Notes de lectures, notes de musique, notes sur l'air du temps qui passe. Bienvenue.
Il est des ouvrages que
l'on trouve tout par hasard, un peu comme si l'on venait d'ouvrir une pochette surprise: peu de monde en parle, ils passent totalement inaperçus, et au détour
d'un chemin, on les attrape au vol. "Kathy", de Patrice Juiff, est de ceux-là. L'homme est connu comme comédien, certes; il a publié un autre roman, chez Albin Michel s'il vous plaît; mais avant
de tomber tout par hasard sur "Kathy", je n'en avais jamais entendu parler. Pourtant, ça mérite d'être évoqué. C'est pourquoi je commets un billet là-dessus aujourd'hui.
Qu'en dire, en effet? C'est une prose qui fonctionne, c'est le moins qu'on puisse dire. L'auteur accroche ses lecteurs en lui soumettant, l'une après l'autre, des petites phrases qui donnent
envie d'en savoir plus, à petites doses, et font oublier la longueur des paragraphes et la rareté des dialogues. C'est qu'on ne parle pas beaucoup dans la famille biologique de Kathy, une famille
qu'elle retrouve après avoir vécu quinze ans dans une famille d'adoption.
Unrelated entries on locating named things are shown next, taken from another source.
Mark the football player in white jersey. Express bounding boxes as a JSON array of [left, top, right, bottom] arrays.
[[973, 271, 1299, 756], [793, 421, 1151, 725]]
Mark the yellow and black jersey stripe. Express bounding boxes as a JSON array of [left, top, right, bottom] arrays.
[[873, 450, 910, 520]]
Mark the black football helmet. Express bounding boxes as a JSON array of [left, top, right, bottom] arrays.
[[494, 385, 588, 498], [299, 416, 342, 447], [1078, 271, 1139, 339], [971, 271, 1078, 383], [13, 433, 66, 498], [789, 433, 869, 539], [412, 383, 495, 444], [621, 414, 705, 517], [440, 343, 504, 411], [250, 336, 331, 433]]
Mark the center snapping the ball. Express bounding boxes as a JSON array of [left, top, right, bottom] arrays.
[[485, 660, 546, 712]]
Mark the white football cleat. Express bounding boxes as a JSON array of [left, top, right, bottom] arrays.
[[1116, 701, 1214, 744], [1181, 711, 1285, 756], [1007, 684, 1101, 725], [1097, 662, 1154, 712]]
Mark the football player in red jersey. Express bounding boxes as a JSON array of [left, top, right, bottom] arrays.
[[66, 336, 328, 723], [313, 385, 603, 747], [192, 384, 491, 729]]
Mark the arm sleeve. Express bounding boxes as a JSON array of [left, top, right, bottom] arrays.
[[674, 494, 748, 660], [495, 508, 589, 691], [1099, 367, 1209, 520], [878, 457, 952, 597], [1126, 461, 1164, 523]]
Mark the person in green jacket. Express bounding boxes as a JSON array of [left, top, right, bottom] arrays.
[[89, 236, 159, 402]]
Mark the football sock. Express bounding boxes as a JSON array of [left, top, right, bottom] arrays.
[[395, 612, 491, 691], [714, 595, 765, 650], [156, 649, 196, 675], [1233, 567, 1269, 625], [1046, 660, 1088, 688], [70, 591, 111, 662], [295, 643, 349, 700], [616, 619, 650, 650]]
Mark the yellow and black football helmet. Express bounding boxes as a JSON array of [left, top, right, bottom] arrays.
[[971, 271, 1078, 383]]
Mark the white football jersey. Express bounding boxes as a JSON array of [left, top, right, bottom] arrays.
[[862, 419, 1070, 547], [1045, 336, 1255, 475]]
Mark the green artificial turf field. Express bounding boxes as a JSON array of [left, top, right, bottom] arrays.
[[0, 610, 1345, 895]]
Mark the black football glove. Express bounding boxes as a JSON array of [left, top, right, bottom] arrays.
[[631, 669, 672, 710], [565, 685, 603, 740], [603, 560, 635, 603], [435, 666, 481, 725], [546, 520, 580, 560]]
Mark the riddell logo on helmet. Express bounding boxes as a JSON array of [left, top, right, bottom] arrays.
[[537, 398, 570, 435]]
Pensez donc: elle se retrouve dans un univers sordide où la violence règne, où tout le monde fume et boit généreusement,
et couche de manière pour le moins libérée. Le tout, un peu en marge de la société, c'est le moins qu'on puisse dire. A Kathy de trouver sa place dans cette noce à Thomas!
Cette manière de procéder permet de créer les portraits psychologiques d'une jolie brochette de personnages, à l'instar de Ray, paterfamilias aux airs de pitbull, de Lazlo le métèque, juste
toléré parce qu'il est rentable, d'Adèle, malade et mourante, et de sa fille Pam. Plusieurs basculements émaillent ce récit: l'arrivée de Kathy, d'abord, pleine d'illusions qu'elle ne perdra
jamais tout à fait, chez sa famille. Puis l'assèchement des économies de Kathy, qui la font descendre du statut d'invitée "princesse" à celui de bonniche corvéable et utilisable à merci;
puis l'épreuve de l'euthanasie d'Adèle, pratiquée par Kathy elle-même, qui fait éclater ce petit monde. Kathy n'aura aucun problème à trouver sa place parmi les hommes de la famille, ni auprès
d'Adèle, ni auprès de Sol, la fille du ménage; mais sa mère, qui avait pris sur elle de la placer ailleurs, résiste.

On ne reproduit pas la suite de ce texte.